Adam Watson, from The Big Walks compiled by Ken Wilson and Richard Gilbert
Standing alongside Peter Boardman's Sacred Summits, Dennis Gray's Rope Boy and many other classic tales of adventure in the mountains in the book case, is Ken Wilson's collection of Classic Rock, Cold Climbs, Hard Rock and The Big Walks. Over the years I have completed many of the routes and climbs described in each, from Central Pillar (E2) on Esk Buttress in the Lakes as described in Hard Rock, to the North East Buttress of Ben Nevis, described in Cold Climbs. 
While Adam Watson's description of his 29 mile route taking in the six 4,000ft summits of the Cairngorms had left its impression, it was a route that had to date, remained on the list, one which seems somehow to grow rather than diminish as the years go by.

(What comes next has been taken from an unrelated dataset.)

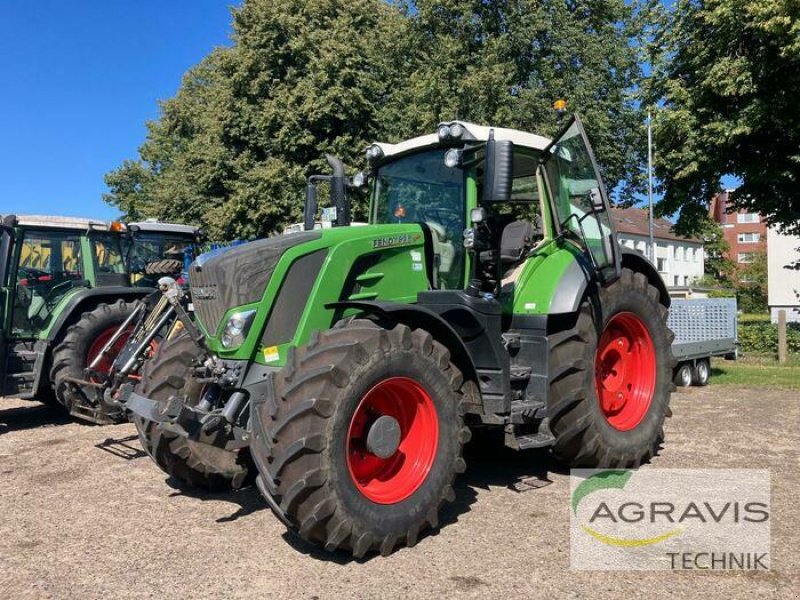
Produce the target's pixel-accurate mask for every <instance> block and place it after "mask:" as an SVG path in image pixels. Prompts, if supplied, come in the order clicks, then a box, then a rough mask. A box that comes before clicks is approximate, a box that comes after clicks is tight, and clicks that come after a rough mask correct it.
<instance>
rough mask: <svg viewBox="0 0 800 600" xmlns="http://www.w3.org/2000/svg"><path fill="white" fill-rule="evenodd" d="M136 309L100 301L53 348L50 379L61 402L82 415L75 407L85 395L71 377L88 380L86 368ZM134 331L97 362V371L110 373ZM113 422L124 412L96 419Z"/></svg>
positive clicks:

But then in 2018, Finlay Wild set a new record, running the five Cairngorm summits which constitute the 4000ers round, in 3:52:59. It was a phenomenal run, Finlay's splits of 14 minutes for the descent of Ben Macdui to the Lairig Gru being of particular interest to those who are familiar with the boulder strewn slopes.
My imagination ignited, I resolved to run the route at the next opportunity. Not with any aspirations for a fast or notable time, but to complete a round that had lurked at the back of my mind for more years than I can remember.

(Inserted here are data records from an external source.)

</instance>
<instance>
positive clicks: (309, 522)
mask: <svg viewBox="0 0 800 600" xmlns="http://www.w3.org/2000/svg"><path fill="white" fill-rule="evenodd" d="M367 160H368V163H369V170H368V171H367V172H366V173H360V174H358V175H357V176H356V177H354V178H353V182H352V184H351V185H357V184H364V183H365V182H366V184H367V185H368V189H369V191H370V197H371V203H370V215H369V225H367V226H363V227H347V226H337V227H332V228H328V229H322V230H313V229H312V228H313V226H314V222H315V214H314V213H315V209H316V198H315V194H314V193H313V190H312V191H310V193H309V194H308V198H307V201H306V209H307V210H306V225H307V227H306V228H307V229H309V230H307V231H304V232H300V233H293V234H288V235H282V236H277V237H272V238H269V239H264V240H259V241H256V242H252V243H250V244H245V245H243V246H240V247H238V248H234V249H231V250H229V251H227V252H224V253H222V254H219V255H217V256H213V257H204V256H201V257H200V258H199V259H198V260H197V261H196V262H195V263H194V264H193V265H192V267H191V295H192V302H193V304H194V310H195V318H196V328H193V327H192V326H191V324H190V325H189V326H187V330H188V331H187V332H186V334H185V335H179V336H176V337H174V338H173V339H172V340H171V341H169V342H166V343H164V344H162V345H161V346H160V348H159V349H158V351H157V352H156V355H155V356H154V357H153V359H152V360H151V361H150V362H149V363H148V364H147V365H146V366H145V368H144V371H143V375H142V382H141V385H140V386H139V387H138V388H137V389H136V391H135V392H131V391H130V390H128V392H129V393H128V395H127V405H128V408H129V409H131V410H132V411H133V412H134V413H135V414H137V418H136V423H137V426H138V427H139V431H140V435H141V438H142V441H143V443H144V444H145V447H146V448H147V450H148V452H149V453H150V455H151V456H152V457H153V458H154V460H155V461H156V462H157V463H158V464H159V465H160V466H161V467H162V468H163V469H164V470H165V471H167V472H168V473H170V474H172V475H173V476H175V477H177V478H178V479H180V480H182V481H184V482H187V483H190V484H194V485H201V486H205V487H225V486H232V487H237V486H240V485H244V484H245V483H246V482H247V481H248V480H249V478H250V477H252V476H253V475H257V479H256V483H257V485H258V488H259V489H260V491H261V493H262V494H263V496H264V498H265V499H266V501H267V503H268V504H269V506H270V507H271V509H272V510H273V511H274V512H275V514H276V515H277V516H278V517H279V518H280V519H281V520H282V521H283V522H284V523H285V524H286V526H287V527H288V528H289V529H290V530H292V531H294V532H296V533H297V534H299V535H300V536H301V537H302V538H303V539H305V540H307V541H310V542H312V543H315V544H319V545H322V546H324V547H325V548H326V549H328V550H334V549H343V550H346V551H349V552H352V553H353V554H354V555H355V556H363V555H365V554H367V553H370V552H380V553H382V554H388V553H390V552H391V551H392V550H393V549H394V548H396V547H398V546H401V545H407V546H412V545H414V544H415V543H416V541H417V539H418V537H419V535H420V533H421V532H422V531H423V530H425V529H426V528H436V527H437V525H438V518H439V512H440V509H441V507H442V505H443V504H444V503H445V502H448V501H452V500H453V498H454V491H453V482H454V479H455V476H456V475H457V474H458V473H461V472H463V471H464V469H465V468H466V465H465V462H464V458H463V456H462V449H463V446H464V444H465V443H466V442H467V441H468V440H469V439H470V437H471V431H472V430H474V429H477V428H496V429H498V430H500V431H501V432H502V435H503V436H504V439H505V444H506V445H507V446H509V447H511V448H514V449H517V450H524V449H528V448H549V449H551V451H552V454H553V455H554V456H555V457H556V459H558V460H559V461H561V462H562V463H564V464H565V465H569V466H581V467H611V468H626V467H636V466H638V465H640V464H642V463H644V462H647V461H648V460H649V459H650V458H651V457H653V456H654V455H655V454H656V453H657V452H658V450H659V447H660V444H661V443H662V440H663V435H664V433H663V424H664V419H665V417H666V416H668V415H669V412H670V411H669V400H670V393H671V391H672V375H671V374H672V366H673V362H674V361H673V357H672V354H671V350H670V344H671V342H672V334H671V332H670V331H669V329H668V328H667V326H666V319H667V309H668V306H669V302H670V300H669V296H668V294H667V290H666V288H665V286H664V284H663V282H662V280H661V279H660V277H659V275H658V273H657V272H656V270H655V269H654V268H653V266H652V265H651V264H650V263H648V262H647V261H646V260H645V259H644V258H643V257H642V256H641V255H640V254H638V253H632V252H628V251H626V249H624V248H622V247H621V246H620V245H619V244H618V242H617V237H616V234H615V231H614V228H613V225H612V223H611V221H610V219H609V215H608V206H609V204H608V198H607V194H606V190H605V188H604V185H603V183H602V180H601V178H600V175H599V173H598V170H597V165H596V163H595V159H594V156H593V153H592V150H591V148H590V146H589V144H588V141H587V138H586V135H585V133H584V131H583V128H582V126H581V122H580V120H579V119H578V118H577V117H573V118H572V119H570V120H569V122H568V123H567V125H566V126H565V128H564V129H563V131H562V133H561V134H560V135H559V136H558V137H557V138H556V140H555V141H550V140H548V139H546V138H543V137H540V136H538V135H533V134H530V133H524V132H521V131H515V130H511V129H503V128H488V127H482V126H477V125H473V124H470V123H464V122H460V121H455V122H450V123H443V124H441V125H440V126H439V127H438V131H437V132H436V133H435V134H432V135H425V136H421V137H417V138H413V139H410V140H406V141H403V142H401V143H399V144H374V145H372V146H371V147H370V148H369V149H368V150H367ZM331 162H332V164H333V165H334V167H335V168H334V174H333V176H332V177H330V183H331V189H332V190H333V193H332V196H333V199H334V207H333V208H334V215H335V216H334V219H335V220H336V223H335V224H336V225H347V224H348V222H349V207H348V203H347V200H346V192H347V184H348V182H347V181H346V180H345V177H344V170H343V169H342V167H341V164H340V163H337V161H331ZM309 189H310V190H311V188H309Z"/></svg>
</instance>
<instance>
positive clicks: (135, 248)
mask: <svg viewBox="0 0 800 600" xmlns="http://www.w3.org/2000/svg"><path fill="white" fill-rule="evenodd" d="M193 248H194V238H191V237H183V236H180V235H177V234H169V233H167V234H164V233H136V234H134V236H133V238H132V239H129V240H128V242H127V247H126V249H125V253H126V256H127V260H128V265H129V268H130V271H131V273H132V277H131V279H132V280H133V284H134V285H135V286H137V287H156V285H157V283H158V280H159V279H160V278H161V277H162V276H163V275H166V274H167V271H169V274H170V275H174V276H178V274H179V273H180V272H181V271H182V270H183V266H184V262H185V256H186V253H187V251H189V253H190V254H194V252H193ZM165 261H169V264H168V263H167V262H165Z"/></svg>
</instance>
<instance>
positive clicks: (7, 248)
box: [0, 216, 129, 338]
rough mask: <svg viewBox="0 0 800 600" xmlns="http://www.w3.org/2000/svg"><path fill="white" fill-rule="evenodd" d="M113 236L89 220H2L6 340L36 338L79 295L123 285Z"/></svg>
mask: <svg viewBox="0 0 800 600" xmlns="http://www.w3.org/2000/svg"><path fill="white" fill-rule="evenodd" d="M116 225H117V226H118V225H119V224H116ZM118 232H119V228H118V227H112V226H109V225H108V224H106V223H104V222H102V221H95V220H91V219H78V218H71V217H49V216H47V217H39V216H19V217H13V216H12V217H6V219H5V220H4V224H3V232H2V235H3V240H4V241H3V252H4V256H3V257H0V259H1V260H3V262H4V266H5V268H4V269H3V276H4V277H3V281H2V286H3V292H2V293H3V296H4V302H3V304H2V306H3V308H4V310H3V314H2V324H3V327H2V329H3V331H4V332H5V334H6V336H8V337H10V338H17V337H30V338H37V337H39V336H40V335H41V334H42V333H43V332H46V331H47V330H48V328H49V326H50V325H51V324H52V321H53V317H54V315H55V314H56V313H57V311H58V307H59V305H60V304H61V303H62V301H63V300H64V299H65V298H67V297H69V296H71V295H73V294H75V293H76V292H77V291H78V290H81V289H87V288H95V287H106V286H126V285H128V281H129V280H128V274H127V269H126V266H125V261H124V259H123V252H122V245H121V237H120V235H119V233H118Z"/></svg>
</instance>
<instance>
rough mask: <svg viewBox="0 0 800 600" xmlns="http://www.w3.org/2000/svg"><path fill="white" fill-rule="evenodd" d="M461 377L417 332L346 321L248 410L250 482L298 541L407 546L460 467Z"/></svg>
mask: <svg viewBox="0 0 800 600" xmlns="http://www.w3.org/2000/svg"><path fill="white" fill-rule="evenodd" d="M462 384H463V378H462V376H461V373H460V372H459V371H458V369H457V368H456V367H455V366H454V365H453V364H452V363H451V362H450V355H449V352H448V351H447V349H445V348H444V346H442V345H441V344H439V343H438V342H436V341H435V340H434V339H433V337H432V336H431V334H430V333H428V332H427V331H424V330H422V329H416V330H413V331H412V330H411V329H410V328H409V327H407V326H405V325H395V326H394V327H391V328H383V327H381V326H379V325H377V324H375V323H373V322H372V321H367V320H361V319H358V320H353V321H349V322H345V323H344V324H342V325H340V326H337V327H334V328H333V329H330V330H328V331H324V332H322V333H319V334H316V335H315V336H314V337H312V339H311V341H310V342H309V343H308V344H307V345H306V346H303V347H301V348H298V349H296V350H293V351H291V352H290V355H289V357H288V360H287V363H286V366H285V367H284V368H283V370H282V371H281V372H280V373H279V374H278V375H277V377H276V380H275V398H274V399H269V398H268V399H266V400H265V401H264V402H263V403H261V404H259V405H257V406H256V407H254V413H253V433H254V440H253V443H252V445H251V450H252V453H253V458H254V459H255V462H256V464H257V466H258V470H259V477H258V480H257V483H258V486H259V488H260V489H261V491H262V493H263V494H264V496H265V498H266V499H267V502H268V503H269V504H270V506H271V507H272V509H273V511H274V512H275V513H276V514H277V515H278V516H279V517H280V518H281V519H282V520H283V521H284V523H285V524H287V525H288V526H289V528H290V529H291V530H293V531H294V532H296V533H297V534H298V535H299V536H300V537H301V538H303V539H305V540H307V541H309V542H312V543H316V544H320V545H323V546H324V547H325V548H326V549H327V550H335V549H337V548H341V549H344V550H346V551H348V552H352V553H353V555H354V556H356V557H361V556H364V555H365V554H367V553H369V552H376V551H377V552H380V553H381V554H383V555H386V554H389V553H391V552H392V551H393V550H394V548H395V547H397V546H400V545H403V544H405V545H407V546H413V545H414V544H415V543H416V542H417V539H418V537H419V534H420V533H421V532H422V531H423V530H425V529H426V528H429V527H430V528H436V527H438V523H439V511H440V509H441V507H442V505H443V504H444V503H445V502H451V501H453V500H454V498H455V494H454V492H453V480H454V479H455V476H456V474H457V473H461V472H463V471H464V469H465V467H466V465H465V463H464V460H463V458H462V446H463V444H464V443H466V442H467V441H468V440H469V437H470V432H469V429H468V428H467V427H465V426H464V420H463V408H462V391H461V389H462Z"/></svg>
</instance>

Starting at the Sugar Bowl rather than Glenmore Lodge as those intent on a record attempt must, I followed Wild's route up onto the first summit, Cairngorm itself, but then ran the ridge to take in Cairn Lochan, the summit which is omitted on the runner's round, before continuing across the plateau to Ben Macdui.
Amazed and appalled in equal measure by Wild's 14 minute descent, I picked my way down to the Lairig Gru, noting with some concern, the steep ascent of Cairn Toul which would immediately follow.
On the Bob Graham map, there is a note to aspirants: There is no easy way out of Wasdale. It has become something of a standing joke among friends recently. I was struck with how apt the phrase was now. Clearly, there would be no easy way out of the Lairig Gru. 
A view of The Devil's Point - curious how often The Devil seems to be cited in mountain names hereabouts.
And looking north to Braeriach from my half way point.
Another boulder field to be crossed on the summit of Angel's Peak...
...and the last of the winter's snow on the tops.
Reindeer - which I saw last while mountain biking over Ben Macdui, riding from the Linn of Dee. It was sad to see them behind the fence rather than roaming free on the plateau as I had before.
And so finally I completed the round of the six Cairngorm Four Thousanders as described in the Big Walks, (although I started and finished beneath Coire Cas rather than at Whitewell) running 20 miles and 7,700ft of ascent in a little over six hours.